# Safety glasses or not?



## Blaze (Apr 6, 2019)

What's the general consensus on this? And if recommended are any specific type recommended?


----------



## flipgun (Nov 14, 2012)

Anything over nothing.


----------



## romanljc (May 26, 2014)

I use them when I test out a new band set and frame after when I'm sure nothing is going to go wrong I usually take them off because I have problems a lot of the times they fog up.


----------



## mattwalt (Jan 5, 2017)

Always a good idea.


----------



## Ibojoe (Mar 13, 2016)

It’s a lot better to have them than not. You just never know when the bands will snap at the forks or a RTS happens.


----------



## Ordo (Feb 11, 2018)

ALWAYS, if you like your eyes.


----------



## tm3 (Apr 6, 2019)

I'm new to this and can't speak to a consensus but I strongly believe that safety glasses should always be worn. Preventing eye damage or loss should be a top priority.

When I was about 12 I got a BB gun and had a lot of fun plinking with it. One day I decided to try to hit a penny. I wedged a penny into the bark of a tree, walked back about 20 feet, and hit it dead center with my first shot. The BB ricocheted straight back and hit me smack dab in the center of my (plastic safety lens) eyeglasses. It was surprising, and scary, how quickly it happened and how much force it hit my glasses with. Made me a believer.


----------



## hoggs (Dec 30, 2018)

After getting popped by an RTS in the forehead, I am pretty religious about it; I always have them on.


----------



## Blue Raja (Feb 10, 2016)

A must. Google “sympathetic ophthalmia.” In some instances trauma in 1 eye can impact vision in both. It can even lead to blindness. Never shoot without some type of eye protection.


----------



## romanljc (May 26, 2014)

Safety glasses always good to use especially if new to the sport


----------



## Tag (Jun 11, 2014)

Always This post is a good reminder for all of us


----------



## Blaze (Apr 6, 2019)

Cheers guys. I'll pick up a set of DeWalt glasses from screwfix (a UK hardware store)


----------



## Tree Man (Jun 30, 2016)

I wear them religiously.


----------



## Flatband (Dec 18, 2009)

ALWAYS! #1 rule in Slingshooting!


----------



## NaturalFork (Jan 21, 2010)

I personally do not use them. However, if I get injured I have nobody to blame but myself.


----------



## stevekt (Jul 3, 2012)

I wear them whenever I participate in any shooting activity.


----------



## raventree78 (Apr 20, 2016)

I just ordered my prescription glasses in safety lenses so I am prepared all the time lol


----------



## tm3 (Apr 6, 2019)

Blaze said:


> What's the general consensus on this? And if recommended are any specific type recommended?
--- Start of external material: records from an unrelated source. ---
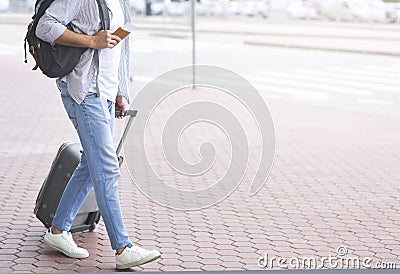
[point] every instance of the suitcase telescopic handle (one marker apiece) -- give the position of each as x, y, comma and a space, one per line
132, 114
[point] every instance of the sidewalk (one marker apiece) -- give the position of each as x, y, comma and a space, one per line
335, 182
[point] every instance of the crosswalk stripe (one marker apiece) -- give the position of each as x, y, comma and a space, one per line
329, 81
389, 70
375, 102
294, 92
348, 76
309, 85
365, 72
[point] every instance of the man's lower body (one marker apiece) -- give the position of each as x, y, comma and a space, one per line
99, 169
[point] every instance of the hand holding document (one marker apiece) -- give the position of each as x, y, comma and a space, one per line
124, 31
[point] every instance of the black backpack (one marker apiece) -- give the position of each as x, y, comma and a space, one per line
55, 60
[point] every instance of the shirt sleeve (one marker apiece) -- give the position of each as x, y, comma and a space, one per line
55, 19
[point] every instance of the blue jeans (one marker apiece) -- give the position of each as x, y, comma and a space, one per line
98, 168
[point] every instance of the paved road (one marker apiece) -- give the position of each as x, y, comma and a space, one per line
334, 181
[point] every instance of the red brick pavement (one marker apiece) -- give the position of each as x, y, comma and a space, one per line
334, 182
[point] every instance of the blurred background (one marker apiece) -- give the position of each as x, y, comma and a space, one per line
339, 53
378, 11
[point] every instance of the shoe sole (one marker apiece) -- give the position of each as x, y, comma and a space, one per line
148, 259
66, 253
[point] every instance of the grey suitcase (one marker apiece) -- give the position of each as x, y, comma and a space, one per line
62, 168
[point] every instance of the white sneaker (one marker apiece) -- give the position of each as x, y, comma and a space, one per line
134, 256
64, 243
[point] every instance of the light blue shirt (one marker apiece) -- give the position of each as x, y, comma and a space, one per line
84, 18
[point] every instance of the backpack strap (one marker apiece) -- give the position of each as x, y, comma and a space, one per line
104, 15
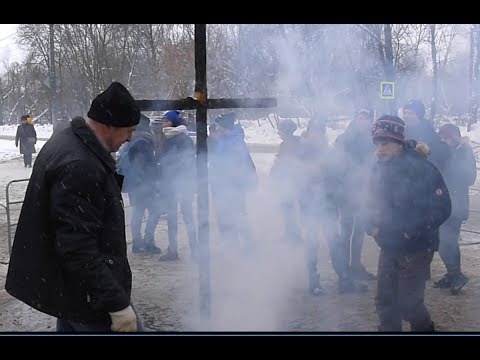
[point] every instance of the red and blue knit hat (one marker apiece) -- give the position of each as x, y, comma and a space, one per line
389, 128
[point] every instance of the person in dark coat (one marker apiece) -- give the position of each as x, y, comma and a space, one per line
137, 163
356, 154
408, 201
460, 172
422, 130
232, 175
285, 174
177, 180
319, 208
69, 255
26, 137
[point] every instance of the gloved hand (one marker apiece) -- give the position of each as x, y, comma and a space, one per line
124, 320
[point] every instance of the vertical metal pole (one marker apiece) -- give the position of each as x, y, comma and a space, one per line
53, 80
202, 172
9, 231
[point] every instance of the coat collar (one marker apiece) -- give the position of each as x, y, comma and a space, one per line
82, 130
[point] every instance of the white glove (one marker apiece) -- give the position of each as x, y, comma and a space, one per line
124, 320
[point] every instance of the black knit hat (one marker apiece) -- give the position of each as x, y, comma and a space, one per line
144, 123
287, 126
390, 128
417, 107
451, 131
115, 107
226, 120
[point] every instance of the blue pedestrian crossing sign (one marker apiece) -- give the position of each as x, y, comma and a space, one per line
387, 90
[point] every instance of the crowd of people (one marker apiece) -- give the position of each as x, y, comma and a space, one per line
393, 178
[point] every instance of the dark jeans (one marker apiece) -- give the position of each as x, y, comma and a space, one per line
292, 230
232, 218
324, 220
401, 283
141, 204
448, 248
67, 326
27, 159
352, 234
185, 200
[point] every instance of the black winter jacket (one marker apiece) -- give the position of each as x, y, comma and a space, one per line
69, 255
407, 195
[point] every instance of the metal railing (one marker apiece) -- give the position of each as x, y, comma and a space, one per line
8, 210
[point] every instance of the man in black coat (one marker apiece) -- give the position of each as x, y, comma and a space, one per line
460, 173
422, 130
26, 137
408, 201
69, 255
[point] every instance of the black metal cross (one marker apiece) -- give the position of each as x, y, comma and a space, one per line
200, 102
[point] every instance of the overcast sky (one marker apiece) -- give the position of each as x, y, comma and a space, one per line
9, 52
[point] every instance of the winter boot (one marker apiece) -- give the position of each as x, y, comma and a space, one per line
314, 285
443, 283
458, 283
138, 246
360, 273
348, 285
169, 256
150, 246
The 2nd part of your question got me wondering -- what constitutes a "good" or "better" type of safety glasses? Or maybe "adequate" is the key? I've seen them ranging in price from about $3 to over $50.


----------



## Blaze (Apr 6, 2019)

tm3 said:


> Blaze said:
> 
> 
> > What's the general consensus on this? And if recommended are any specific type recommended?
> ...


I've got some DeWalt ones. It's a brand i would have some faith in.


----------



## tm3 (Apr 6, 2019)

Blaze said:


> tm3 said:
> 
> 
> > Blaze said:
> ...


Those DeWalts look impressive. I wonder if the ones that I see for $3-4 are any good?


----------



## Blaze (Apr 6, 2019)

tm3 said:


> Blaze said:
> 
> 
> > tm3 said:
> ...


I know you're in the US so link below not much use, but it's not worth saving a feq quid on glasses when you only have one set of eyeballs.

https://www.screwfix.com/c/safety-workwear/eye-protection/cat850334?brand=dewalt


----------



## Spartan (Apr 13, 2019)

I'm not sure why safety glasses should be a question. I kind of love my eye.....lol

My problem is that I wear glasses so it becomes a real pain. Ifg I get deeper into the sport, I will make a pair of prescription polycarbonate safety glasses in real safety frames. Roughly about 60 bucks and worth every penny.


----------



## Pebble Shooter (Mar 29, 2014)

*Always. *You only have one pair of eyes in a lifetime, and slingshots are a bag of unexpected surprises of the nasty kind at times. Bands breaking at the forks and zipping back at your face, snapping forks linked to structural weaknesses flying back at your face, "return to sender" (RTS) ammo after fork hits...hmm. &%ç*"&+ happens, right? :hmm: With that in mind, the following safety standards apply to protective glasses:

Some useful extracts from https://blog.safetyglassesusa.com/what-does-ansi-z87-1-2010-certified-mean/

(quote) "ANSI is an acronym for the American National Standards Institute, a nonprofit organization."

"The Z87.1 portion references the standard for personal Occupational and Educational Personal Eye and Face Protection Devices. These standards help ensure personal eye and face protection devices provide the necessary protection from impact, non-ionizing radiation, and liquid splash exposures."

"

What Are The General Requirements For ANSI Z87.1?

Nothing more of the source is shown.